Foram mais de cinco horas de jogo. Uma das reflexões que fiz na mesa foi que o Texas Holdem era o meu esporte (diferente de meu irmão e de meu pai, que preferem jogar tênis). Independente da modalidade, eu deveria cultivar o hábito; ganhando ou perdendo, faz bem para a mente. Certa vez, um amigo comparou o poker com o xadrez, concluindo que, se eu era bom no tabuleiro, também seria nas cartas; nos dois casos, claro, é preciso ter estratégia.

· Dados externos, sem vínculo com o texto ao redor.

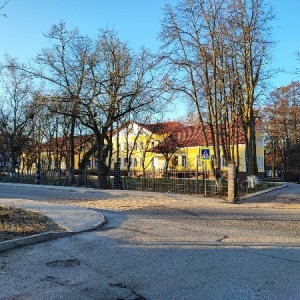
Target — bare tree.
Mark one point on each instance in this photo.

Minhas melhores mãos foram três AA e um 22, esta última, no flop se transformou em quadra (!); no entanto, em nenhuma delas pagaram meu all-in. No caso da quadra, fui pagando as apostas de um adversário que havia feito o raise pré-flop; após o river, voltei all-in, ele imediatamente foldou. Cordialmente, mostrei meu 22, os adversários se alvoroçaram e o que estava à minha esquerda desabafou: "Você tem que dar um raise com essa mão!"
O dealer gentilmente rebateu lembrando que eu conseguira coletar muitas fichas jogando defensivamente. Sendo respeitado na mesa, eu sabia que provavelmente assustaria meu adversário com qualquer re-raise; como ele estava apostando, deixei-o agir. A afirmativa de que eu deveria jogar agressivamente aquela mão soa como uma regra que não leva em conta o estilo ofensivo da mesa. Ser flexível me parece ser um princípio básico para vencer, frequentemente chego a essa conclusão.
Após sofrer uma perda considerável, o adversário a minha esquerda comentou que esperava agora uma mão qualquer para ir all-in. Respondi que eu geralmente esperava até a última chance antes de arriscar tudo, de fato, mesmo estando short em várias situações, esperei alguma mão razoável e, então, minha sorte brilhou. Venci um TT tendo um JT: já no flop, apareceu meu valete. Com um K9, fui all-in após o flop AK8, um A7 pagou e no turn apareceu o meu terceiro rei.
Cheguei entre os quatro finalistas com stack reduzido, não achei que pudesse vencer o torneio, mas estava feliz por chegar na faixa de premiação. No heads-up, devia ter cerca de cinco vezes menos que o adversário, mas continuei a vencer all-ins contra ele: tendo um AJ, venci novamente seu TT; no turn, apareceu meu Ás. Ao me tornar chip-leader pela primeira vez no torneio, ofereci acordo, ele não quis. Na mão seguinte, venho com A5, blind de 12k, aumento para 30k, ele volta all-in.
Chego a dizer "você está melhor do que eu", porém, cansado, pago o desafio: ele mostra um dominante A7. Novamente no turn, vem o meu 5, garantindo a inesperada vitória. Pedi que batessem uma foto, justificando euforicamente que aquele era o meu sonho; um dealer arrumou a pirâmide de fichas, outro preparou a câmera. O vice não conseguiu sorrir, mas gentilmente aceitou o convite para a imagem. Alguns dias depois, ao retornar ao posto de combustível, meu colega prontamente me cumprimenta: "Parabéns, vi que você cravou no sábado!"